The 2023 WFA Global study found that two-thirds of companies in South Africa have reported data breaches due to work-from-anywhere vulnerabilities.
“This highlights the importance of embracing an augmented defence and a unified management approach for endpoint security, says Kruger. Companies should seek out cybersecurity solutions that are simple to deploy, easy to manage, and able to safeguard digital assets from a range of potentially harmful and costly attacks, without compromising end-user experience.
“But traditional cybersecurity isn’t the only area that companies should focus on. Kruger says that the print and document management environment also merits attention. Digitalisation of paper should be a priority to enable secure, centralised storage of documents in compliance with laws such as the Protection of Personal Information Act.”
“User permissions, multifactor authentication, and electronic storage are all best practices for flexible working. Data backups are another vital component of a secure, resilient hybrid workforce,” says Kruger. “Companies should be looking for solutions with advanced anti-ransomware technology to safeguard data and systems in any environment.”
Addressing continuity challenges
Kruger says beyond cybersecurity, large enterprises are evaluating other threats to business continuity. “With the load shedding crisis that South Africa currently faces, for example, there is a growing interest in alternative energy and power backup solutions that can help keep branches, offices and remote teams productive throughout power outages.”

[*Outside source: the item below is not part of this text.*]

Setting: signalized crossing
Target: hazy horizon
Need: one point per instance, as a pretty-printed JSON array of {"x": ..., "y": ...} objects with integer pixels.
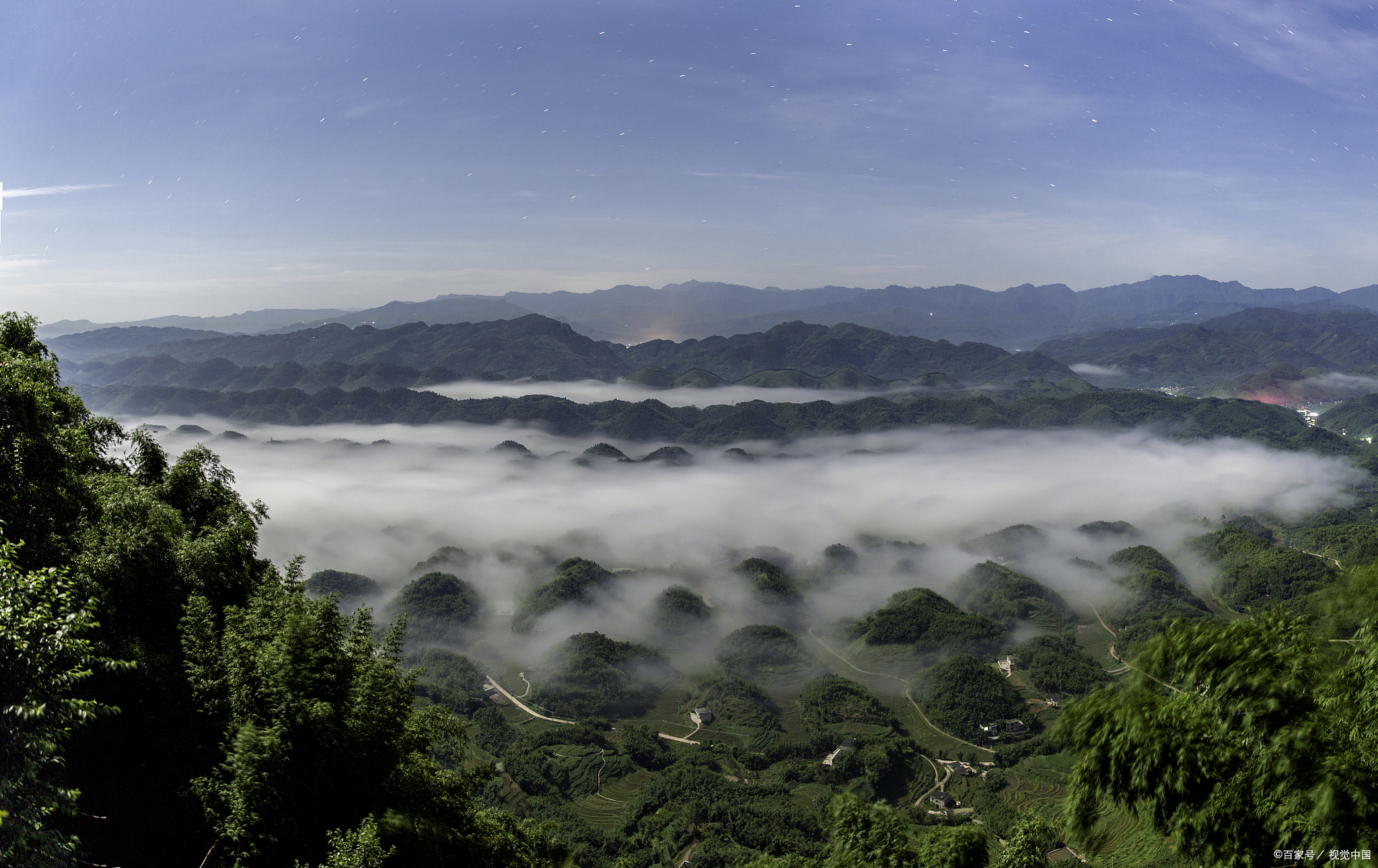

“In a landscape where companies face multiple business continuity risks, a well-planned and managed hybrid work model can improve their resilience. It enables them to reduce dependency on any single location and gives them the operational flexibility to adapt quickly to changing circumstances or unexpected events.”
“But to achieve these benefits, companies need access to workplace solutions that can be deployed nationwide yet managed from a central location. They want to work with a single partner that can help them tighten security and improve resilience, bringing together elements such as voice, energy, connectivity, cloud, document management, access control and surveillance in a single solution.
“With companies navigating risks from crime and unrest to water and power outages, ICT planning is not only about the adoption of digital tools and processes. It should also consider remote workforces, how teams work together, and having access to maintenance and support services,” Kruger concludes.